La Casa di Cura Villa Margherita di Vicenza si conferma polo d’eccellenza per il Triveneto nel trattamento dei disturbi del movimento, tra cui la Malattia di Parkinson. Presso il reparto di neurologia diretto dal Dottor Giampiero Nordera vengono visitati ogni anno oltre 1.000 pazienti, per la metà dei quali viene indicato un successivo ricovero. Grazie ai continui progressi delle terapie farmacologiche e chirurgiche i malati di Parkinson sono trattati con diverse soluzioni terapeutiche in grado di contrastare anche per lunghi periodi il peggioramento del quadro clinico.
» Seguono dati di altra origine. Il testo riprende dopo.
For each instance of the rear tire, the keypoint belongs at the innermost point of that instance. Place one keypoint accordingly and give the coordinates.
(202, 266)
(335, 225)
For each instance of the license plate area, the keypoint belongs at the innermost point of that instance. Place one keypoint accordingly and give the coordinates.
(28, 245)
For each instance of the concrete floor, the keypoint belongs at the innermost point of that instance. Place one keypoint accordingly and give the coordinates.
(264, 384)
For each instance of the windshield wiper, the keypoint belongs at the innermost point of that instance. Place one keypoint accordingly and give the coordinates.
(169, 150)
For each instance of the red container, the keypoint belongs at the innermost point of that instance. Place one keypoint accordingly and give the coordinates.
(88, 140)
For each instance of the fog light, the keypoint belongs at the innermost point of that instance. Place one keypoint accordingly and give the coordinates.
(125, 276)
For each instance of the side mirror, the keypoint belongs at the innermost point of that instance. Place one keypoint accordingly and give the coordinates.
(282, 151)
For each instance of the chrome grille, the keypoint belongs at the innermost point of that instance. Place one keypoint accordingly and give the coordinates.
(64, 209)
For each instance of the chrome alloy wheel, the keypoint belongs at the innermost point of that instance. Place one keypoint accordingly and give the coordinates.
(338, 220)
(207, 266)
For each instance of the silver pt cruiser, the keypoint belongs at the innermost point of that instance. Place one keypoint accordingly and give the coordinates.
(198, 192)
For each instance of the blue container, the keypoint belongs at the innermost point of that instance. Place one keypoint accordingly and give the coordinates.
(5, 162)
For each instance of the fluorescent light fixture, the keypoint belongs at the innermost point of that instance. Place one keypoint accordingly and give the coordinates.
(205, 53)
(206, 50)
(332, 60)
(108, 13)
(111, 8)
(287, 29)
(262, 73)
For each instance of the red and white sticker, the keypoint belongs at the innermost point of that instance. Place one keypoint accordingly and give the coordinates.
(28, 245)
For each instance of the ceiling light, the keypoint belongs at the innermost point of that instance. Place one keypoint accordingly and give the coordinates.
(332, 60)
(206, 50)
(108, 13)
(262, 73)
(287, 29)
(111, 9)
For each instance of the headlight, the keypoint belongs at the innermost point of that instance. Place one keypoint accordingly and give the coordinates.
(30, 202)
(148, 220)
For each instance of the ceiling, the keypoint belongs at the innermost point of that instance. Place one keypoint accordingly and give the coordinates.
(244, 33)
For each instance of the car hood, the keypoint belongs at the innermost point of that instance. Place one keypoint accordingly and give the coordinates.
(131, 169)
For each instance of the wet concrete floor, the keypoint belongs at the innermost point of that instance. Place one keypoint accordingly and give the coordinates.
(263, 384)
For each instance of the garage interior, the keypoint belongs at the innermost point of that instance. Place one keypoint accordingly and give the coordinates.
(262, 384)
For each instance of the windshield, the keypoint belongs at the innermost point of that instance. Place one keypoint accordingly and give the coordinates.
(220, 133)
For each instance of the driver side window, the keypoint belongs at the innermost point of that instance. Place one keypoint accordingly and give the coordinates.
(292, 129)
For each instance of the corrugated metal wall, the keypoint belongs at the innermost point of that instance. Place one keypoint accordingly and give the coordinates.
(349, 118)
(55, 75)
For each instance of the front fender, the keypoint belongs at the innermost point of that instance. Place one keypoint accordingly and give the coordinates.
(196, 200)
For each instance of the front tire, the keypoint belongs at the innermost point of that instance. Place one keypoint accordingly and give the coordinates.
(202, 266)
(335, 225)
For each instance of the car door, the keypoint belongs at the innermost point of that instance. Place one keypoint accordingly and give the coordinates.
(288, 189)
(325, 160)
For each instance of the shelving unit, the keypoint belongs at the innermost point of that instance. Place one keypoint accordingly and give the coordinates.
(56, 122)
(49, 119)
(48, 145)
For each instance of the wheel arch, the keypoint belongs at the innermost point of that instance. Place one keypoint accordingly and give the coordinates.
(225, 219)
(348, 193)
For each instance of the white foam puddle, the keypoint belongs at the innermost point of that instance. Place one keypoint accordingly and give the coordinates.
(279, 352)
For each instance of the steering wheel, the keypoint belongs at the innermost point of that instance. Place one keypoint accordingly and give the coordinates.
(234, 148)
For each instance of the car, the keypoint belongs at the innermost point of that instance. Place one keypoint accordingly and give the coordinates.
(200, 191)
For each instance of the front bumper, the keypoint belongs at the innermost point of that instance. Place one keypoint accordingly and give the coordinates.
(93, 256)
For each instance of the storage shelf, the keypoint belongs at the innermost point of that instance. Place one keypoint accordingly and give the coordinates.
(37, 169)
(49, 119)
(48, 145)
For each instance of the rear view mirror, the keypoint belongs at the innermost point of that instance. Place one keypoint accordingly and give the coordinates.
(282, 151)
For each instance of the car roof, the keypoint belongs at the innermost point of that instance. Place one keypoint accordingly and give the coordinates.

“La Malattia di Parkinson è la 2° patologia neurologica cronica più diffusa tra gli anziani dopo l’Alzheimer e colpisce in Italia oltre 250 mila persone. La sua prevalenza a livello mondiale è stimata attorno all’1-2% della popolazione di età superiore ai 65 anni – afferma il Dottor Giampiero Nordera, primario del reparto di neurologia della Casa di Cura Villa Margherita. Il nostro Centro si è sempre distinto per l’alta specializzazione nei trattamenti che vanno dalla somministrazione di farmaci, generalmente levodopa e dopamino agonisti per via orale, transdermica o per infusione, per arrivare, in casi selezionati, al trattamento neurochirurgico (stimolazione cerebrale profonda) che per primi abbiamo introdotto nella nostra Regione”. Il Centro di Villa Margherita oltre a utilizzare farmaci convenzionali per la Malattia di Parkinson, conduce anche una serie di sperimentazioni su nuove molecole.